The kinetics of oxidation of alcohols, aromatic hydrocarbons, and alkenes by cis-[RuVI(Tet-Me6)-O2]2+ (Tet-Me6 = N,N,N′,N′-tetramethyl-3,6-diazaoctane-1,8-diamine) have been studied. In general, the oxidation chemistry of cis-[RuVI(Tet-Me6)O2]2+ is similar to those of trans-dioxoruthenium(VI) compounds such as trans-[RuVI(N2O2)O2]2+ (N2O2 = 1,12-dimethyl-3,4:9,10-dibenzo-1,12-diaza-5,8-dioxacyclopentadecane) and trans-[RuVI(pytn)O2]2+ (pytn = N,N′-dimethylbis(2-pyridylmethyl)-propylenediamine). The oxidation is first-order with respect to cis-[RuVI(Tet-Me6)O2]2+ and organic substrates and is accompanied by large and negative ΔS‡. Large kH/kD values were found for the oxidation of alcohols. A linear Hammett plot for the oxidation of para-substituted benzyl alcohols with a slope of -1.0 was obtained. For alcohol oxidation, a charge-transfer mechanism involving hydride abstraction has been proposed. Oxidation of toluene, ethylbenzene, and cumene by cis-[RuVI(Tet-Me6)O2]2+ gave benzaldehyde, acetophenone/sec-phenylisopropyl alcohol, and 2-phenyl-isopropyl alcohol, respectively.
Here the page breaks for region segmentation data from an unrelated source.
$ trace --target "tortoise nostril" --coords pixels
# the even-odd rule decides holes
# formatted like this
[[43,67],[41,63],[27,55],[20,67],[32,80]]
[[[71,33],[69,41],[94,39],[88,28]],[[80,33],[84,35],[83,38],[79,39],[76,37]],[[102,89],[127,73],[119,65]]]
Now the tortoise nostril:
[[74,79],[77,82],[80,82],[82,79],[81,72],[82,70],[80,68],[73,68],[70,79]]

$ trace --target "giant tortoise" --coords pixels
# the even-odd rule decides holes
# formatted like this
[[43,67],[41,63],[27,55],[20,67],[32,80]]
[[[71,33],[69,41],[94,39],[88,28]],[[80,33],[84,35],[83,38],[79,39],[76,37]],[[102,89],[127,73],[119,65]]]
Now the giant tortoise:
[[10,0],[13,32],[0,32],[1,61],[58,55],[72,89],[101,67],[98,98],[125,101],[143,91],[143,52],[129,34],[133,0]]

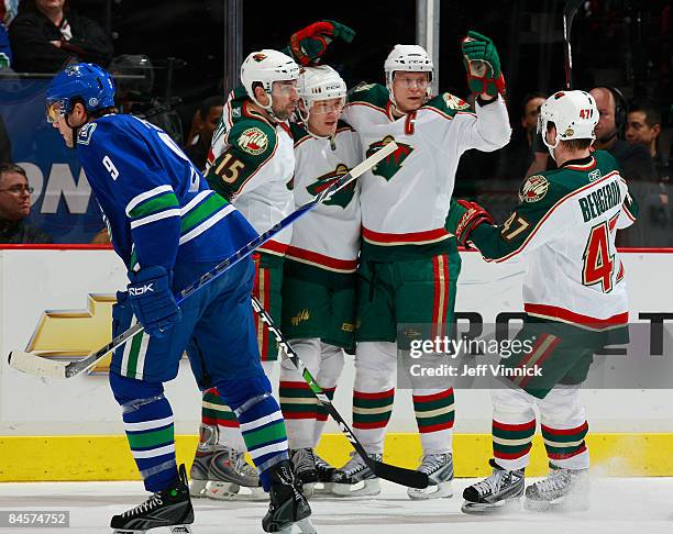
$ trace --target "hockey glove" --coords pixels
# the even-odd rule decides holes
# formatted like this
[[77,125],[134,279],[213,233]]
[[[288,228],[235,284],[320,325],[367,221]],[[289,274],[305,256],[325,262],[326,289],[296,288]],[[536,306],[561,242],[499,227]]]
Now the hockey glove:
[[153,337],[164,337],[180,321],[180,309],[170,289],[170,274],[162,266],[129,272],[129,301],[137,321]]
[[467,32],[461,46],[470,90],[476,94],[487,93],[490,97],[505,94],[500,58],[493,41],[481,33]]
[[455,235],[459,245],[466,246],[470,234],[482,223],[493,224],[493,218],[476,202],[451,200],[451,209],[444,227]]
[[355,31],[334,21],[313,22],[290,36],[290,52],[302,67],[318,65],[320,57],[334,38],[350,43]]

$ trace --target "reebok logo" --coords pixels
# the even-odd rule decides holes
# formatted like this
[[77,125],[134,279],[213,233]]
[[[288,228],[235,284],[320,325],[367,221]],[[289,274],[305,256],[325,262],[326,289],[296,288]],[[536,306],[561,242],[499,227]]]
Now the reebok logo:
[[133,297],[142,297],[145,293],[154,292],[154,288],[152,286],[154,286],[154,282],[145,283],[144,286],[136,288],[131,287],[129,288],[129,294]]

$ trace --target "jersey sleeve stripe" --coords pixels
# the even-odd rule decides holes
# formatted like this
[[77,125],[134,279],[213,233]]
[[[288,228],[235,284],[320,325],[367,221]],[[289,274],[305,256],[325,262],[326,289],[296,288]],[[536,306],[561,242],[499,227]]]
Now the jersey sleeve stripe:
[[131,210],[129,216],[131,219],[139,219],[141,216],[151,215],[152,213],[157,213],[159,211],[164,211],[167,208],[178,208],[180,203],[178,202],[175,193],[165,192],[159,194],[158,197],[153,197],[150,200],[142,202]]
[[136,219],[135,221],[131,221],[131,230],[161,221],[162,219],[168,219],[169,216],[180,216],[180,210],[175,208],[172,210],[159,211],[158,213],[153,213],[152,215],[147,215],[142,219]]
[[159,186],[154,189],[150,189],[148,191],[142,192],[139,196],[131,199],[131,201],[126,204],[126,215],[131,216],[131,211],[137,204],[143,202],[144,200],[151,199],[152,197],[156,197],[164,192],[175,192],[170,186]]
[[206,232],[209,227],[213,226],[214,224],[217,224],[219,221],[221,221],[222,219],[224,219],[227,215],[229,215],[232,211],[234,211],[234,207],[231,204],[227,204],[222,210],[218,211],[214,215],[212,215],[210,219],[207,219],[206,221],[203,221],[201,224],[199,224],[198,226],[196,226],[194,230],[191,230],[190,232],[187,232],[185,235],[183,235],[180,237],[180,245],[184,245],[185,243],[187,243],[188,241],[194,240],[195,237],[201,235],[203,232]]

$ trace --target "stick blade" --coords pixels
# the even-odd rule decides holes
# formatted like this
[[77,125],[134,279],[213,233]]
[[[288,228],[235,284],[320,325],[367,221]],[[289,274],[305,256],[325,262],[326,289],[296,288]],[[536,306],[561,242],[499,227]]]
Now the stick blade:
[[66,366],[63,363],[43,358],[36,354],[12,351],[9,354],[8,363],[10,367],[27,375],[45,378],[66,378]]
[[374,461],[372,470],[377,477],[400,486],[406,486],[407,488],[426,489],[430,483],[428,475],[424,472],[391,466],[383,461]]

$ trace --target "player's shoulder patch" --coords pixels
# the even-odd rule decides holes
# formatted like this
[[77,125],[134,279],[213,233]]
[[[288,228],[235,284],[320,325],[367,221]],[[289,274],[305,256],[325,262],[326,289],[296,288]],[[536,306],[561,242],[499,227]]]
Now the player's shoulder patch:
[[471,111],[467,102],[450,92],[442,92],[431,98],[423,104],[423,108],[435,109],[449,116],[453,116],[460,111]]
[[93,135],[93,131],[96,130],[95,122],[88,122],[84,126],[79,129],[79,133],[77,134],[77,144],[78,145],[88,145],[91,142],[91,136]]
[[265,157],[276,146],[276,131],[265,122],[245,120],[234,124],[228,141],[245,155]]
[[519,201],[538,202],[547,197],[549,180],[543,175],[529,176],[519,189]]
[[363,84],[355,86],[349,94],[349,103],[365,103],[384,109],[388,100],[388,90],[380,84]]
A kH/kD value of 11 has been found for the oxidation of ethylbenzene. In the oxidation of these aromatic hydrocarbons, the key step likely involves C-H bond activation in the transition state. Allylic oxidation is the major reaction pathway in the cyclohexene oxidation. In the oxidation of alkenes, both C=C bond cleavage product(s) and epoxides were found. The Hammett plot for the oxidation of para-substituted styrenes is linear with a slope of -2.0. The oxidation likely proceeds through a charge-transfer mechanism. © 1995 American Chemical Society.